3 – Horizontal Scrolling
What do you do when you end up on a long page? You just keep rolling the small middle wheel on your mouse, scrolling downward. Overly long pages can be annoying to people, but most will put up with a certain amount of vertical scrolling because it is, at least, easy to do.
But how do you scroll left to right? You need to point to the bar on the bottom of the page and go, then do it back and forth if the text is too long. This is one of the most annoying things that you will come across on the Internet, so you can be sure that your users will hate it.
Not long ago, web designers would strive to ensure that pages could be read at normal resolutions, on average-sized screens, without requiring horizontal scrolling. But that is not good enough today.
Since so many people today will be viewing your site on very small screens, such as iPads or smart phones, websites should be created using responsive designs that will allow them to be easily viewed on these tiny screens, as well as on widescreen monitors.
4 – Questions You Want People to Ask
Far too often, websites include FAQ pages that are nothing more than additional advertising. Rather than listing questions that you would like visitors to ask you, why don’t you solicit actual questions from genuine users of your site?
Rather than listing answers to phony questions that would be more appropriate on an About page, answer questions that your visitors are likely to want to know.
Shouldn’t frequently asked questions be answered in your informational pages? If, after reading the other pages of your site, there are questions that your visitors are frequently left with, wouldn’t it be better to rewrite your informational pages so as to answer these questions?
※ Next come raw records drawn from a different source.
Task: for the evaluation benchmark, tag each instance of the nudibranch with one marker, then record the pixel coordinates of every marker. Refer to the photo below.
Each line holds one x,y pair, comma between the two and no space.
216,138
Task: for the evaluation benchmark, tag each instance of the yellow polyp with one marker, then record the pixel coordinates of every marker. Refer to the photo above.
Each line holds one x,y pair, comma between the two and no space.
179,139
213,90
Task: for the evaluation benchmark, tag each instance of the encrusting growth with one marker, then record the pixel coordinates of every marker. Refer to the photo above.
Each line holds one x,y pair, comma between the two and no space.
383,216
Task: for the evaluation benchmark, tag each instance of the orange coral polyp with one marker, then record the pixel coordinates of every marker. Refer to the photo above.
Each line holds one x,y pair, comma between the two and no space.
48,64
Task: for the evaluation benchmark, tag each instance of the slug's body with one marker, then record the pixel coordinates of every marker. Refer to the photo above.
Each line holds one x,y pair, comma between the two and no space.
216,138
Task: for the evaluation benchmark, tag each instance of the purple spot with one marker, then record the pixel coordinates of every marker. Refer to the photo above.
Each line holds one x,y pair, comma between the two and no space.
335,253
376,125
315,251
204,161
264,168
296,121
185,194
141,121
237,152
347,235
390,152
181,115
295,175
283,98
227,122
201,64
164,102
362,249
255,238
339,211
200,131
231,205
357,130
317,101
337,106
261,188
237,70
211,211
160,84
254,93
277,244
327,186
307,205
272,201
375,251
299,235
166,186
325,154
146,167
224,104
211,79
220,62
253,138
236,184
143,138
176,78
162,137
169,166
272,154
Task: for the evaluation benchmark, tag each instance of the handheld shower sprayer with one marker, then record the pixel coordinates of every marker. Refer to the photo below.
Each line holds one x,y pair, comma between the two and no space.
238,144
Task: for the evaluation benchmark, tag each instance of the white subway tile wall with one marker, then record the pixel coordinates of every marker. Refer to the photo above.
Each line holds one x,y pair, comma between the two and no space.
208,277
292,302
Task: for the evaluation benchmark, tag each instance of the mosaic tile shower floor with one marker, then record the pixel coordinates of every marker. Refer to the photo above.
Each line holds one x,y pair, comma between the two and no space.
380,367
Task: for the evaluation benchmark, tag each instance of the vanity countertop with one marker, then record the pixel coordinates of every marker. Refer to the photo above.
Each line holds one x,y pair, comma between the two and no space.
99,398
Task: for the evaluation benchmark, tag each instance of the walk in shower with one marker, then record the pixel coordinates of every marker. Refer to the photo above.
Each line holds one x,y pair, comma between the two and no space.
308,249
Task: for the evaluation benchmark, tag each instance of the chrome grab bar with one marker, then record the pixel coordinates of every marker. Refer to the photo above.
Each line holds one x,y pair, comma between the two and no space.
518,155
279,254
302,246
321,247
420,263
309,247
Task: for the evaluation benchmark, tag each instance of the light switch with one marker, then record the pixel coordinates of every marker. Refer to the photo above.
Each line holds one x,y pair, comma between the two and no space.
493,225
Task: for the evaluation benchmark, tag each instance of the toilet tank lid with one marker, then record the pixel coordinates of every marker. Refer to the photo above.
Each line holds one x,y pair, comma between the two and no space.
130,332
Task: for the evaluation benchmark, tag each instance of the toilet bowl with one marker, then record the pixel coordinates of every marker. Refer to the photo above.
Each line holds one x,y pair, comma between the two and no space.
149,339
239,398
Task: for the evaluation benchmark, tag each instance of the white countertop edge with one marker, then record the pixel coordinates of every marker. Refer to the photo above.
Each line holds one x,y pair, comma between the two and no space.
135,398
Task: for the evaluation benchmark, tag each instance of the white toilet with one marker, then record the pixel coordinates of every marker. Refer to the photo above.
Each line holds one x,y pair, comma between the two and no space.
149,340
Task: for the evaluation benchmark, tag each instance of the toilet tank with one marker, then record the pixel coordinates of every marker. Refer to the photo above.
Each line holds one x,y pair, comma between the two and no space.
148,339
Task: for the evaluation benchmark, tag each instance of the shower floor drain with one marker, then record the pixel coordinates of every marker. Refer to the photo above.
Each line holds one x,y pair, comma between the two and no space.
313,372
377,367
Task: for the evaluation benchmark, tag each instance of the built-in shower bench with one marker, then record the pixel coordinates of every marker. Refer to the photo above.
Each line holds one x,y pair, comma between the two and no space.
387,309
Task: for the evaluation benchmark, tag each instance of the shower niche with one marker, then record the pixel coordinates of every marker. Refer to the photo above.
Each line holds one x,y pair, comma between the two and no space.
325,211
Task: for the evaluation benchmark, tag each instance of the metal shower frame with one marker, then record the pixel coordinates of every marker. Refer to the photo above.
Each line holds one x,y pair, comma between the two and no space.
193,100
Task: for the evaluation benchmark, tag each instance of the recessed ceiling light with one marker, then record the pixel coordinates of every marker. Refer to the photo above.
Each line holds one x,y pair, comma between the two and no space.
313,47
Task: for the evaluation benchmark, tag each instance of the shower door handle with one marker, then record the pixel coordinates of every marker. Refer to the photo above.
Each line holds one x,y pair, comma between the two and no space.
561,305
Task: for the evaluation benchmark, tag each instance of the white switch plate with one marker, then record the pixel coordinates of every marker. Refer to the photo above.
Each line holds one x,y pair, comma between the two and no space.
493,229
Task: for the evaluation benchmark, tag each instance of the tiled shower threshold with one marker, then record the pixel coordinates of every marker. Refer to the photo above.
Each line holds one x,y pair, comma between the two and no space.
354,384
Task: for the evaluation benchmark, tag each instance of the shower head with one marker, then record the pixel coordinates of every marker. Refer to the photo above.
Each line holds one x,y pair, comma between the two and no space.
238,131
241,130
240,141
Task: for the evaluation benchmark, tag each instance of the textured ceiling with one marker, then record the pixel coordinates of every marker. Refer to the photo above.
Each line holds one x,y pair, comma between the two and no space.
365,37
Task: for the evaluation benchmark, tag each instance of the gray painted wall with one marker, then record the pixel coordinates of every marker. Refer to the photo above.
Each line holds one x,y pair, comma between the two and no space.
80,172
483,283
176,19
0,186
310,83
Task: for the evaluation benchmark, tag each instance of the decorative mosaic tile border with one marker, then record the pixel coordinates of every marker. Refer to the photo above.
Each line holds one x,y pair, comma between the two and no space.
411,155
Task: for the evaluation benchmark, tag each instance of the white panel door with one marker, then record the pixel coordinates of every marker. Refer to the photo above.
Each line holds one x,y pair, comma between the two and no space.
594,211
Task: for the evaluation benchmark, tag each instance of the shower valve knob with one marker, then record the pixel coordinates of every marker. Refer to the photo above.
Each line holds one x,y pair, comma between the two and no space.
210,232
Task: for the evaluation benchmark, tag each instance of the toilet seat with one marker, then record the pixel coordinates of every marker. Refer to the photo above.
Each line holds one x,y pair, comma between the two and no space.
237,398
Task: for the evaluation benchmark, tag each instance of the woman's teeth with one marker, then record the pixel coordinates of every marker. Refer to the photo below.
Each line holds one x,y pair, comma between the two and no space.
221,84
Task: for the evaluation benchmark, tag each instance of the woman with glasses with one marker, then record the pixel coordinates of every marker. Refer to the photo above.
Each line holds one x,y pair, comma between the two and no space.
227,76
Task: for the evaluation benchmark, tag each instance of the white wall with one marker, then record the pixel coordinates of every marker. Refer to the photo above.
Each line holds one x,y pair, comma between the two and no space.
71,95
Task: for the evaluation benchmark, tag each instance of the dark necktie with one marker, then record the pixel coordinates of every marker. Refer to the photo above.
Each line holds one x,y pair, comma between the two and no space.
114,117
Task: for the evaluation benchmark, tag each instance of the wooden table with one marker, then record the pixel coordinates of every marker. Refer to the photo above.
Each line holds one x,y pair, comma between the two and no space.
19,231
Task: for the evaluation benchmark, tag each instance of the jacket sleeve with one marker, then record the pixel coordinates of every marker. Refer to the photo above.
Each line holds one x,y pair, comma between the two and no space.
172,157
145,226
The reason that visitors seldom bother to read FAQ pages, and are disappointed when they do, is that these are seldom the questions that they have. When visiting websites, I am frequently left with questions, yet I can’t remember the last time that I found one of these questions answered on a FAQ page.
Perhaps an IAQ would be more productive, answering questions that are infrequently — but actually — asked, and therefore not necessarily covered in other pages of the site.
If you are going to include a FAQ page, do some research first. Poll your visitors or ask friends to have a look at your site, so that you can know what questions people may actually have about your business or your product.
I have listed only four mistakes that webmasters make that can result in a website that stinks, as these are all too common. There are more, of course, but I hope that you may have learned something from the few that I have brought to light here. I am aware that this article has nothing to do with web directories, but hope that you will consider it for publication anyhow.